This salty Johns Hopkins student is trying to sell anti-Ivy League t-shirts
You gotta chill my dude
A student at Johns Hopkins is trying to sell extremely salty t-shirts for people who didn’t get into the Ivy League, but are still studying at “prestigious schools” like MIT and Berkeley.
They say “NON-IVY ELITE ’21” on the back and have a branch of holly on the front, underneath a banned sign (I guess the designer thought it was ivy?).
It looks like this:
The Johns Hopkins student behind it, Nikhil Krishna Murthy, explains: “Buy a t-shirt to support the prestige of top, non-Ivy universities.”

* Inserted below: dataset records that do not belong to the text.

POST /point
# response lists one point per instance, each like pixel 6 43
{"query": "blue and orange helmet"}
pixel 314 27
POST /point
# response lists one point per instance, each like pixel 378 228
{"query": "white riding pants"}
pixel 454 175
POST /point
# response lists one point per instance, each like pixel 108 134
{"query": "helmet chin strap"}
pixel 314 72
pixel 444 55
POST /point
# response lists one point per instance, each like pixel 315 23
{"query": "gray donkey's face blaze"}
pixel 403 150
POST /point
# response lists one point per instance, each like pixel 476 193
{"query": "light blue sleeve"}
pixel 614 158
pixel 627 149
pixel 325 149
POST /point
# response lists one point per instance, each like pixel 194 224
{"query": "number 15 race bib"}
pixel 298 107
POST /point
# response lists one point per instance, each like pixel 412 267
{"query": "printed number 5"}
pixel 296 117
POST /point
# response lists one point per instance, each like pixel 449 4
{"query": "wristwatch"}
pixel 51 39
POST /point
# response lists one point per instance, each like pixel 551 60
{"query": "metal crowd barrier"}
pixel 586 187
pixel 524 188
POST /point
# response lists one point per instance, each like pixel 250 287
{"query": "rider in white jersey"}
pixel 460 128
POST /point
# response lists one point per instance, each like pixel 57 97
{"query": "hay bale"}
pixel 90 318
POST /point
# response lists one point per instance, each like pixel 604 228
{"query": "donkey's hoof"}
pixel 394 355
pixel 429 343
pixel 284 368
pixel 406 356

He adds: “Are you an MIT student who gets tired of being asked ‘isn’t that a technical school?’ Or a John Hopkins student who is frequented with the question ‘I thought you had to do undergrad before med school?’ Or maybe you’re a UC Berkeley student who’s tired of people automatically assuming you’re just a Harvard reject. Regardless of what school you’re going to, and how incredible that school is, we know you can relate to Ivy leagues getting all the prestige.”

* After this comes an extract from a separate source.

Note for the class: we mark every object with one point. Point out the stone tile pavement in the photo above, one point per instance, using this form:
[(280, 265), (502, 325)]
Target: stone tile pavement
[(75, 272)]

It was launched after April 1st, ruling out the possibility that this is a bad April Fools’ gag.
The t-shirt campaign has already been spotted by several Ivy League meme groups, where students are absolutely roasting him for it:
Students have also commented on the t-shirt selling site with some savage gold.

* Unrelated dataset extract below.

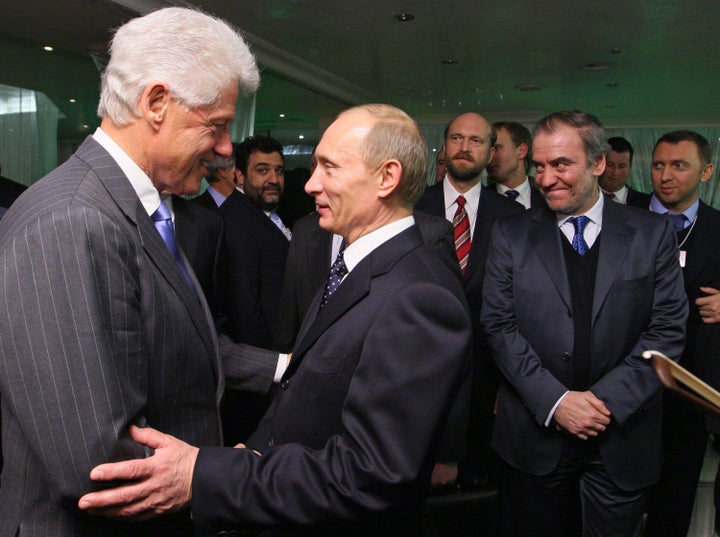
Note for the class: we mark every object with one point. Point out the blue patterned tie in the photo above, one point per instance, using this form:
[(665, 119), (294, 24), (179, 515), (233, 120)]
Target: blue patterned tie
[(579, 244), (337, 273), (163, 223)]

Tarek Meah, a student at Johns Hopkins, said: “This campaign implies that we here at Hopkins are dissatisfied with our placement because Hopkins isn’t an Ivy League School. You gotta chill. Also, that is not Ivy.”
Beth Wang from Princeton was also quick to pick up on perhaps the greatest blunder of the Non-Ivy Elite ’21 shirt. The front pocket area features a slashed-out holly leaf. It may feel like Christmas every day when you can enjoy the Ivy title, but the last time we checked, the metaphoric and actual ivy that clings to our hallowed buildings is a bit more, well, ivy shaped.
Srihari Yenamandra, at Dartmouth added what we were all thinking: “This absolutely reeks of insecurity. Who cares if your school isn’t an Ivy. Literally no one. No one thinks less of Duke, Stanford, MIT, or JHU just because they aren’t Ivy. Jesus, I’m gonna go out and buy a t-shirt that says ‘non-Wall Street 1-percenter’ and see how well that goes down.”
It only seems fair when your elite status isn’t part of some special club, that you can start your own non-Ivy club but only for other elitists. Even then, someone should let the creators of the shirt know the truth: being in the Ivy League is just another way to let people know that you don’t expect too much from a college football game.
As Cornell students in this in-crowd, we are constantly vying for our own complete acceptance as an Ivy. A word to the wise (Nikhil Krishna Murthy) that sometimes it’s better to be on your own pedestal on the outside looking in. Don’t start a fuss when you already know you have a great degree waiting for you. Leave the elitist club culture for the social life within your university.
At press time one single t-shirt has been sold.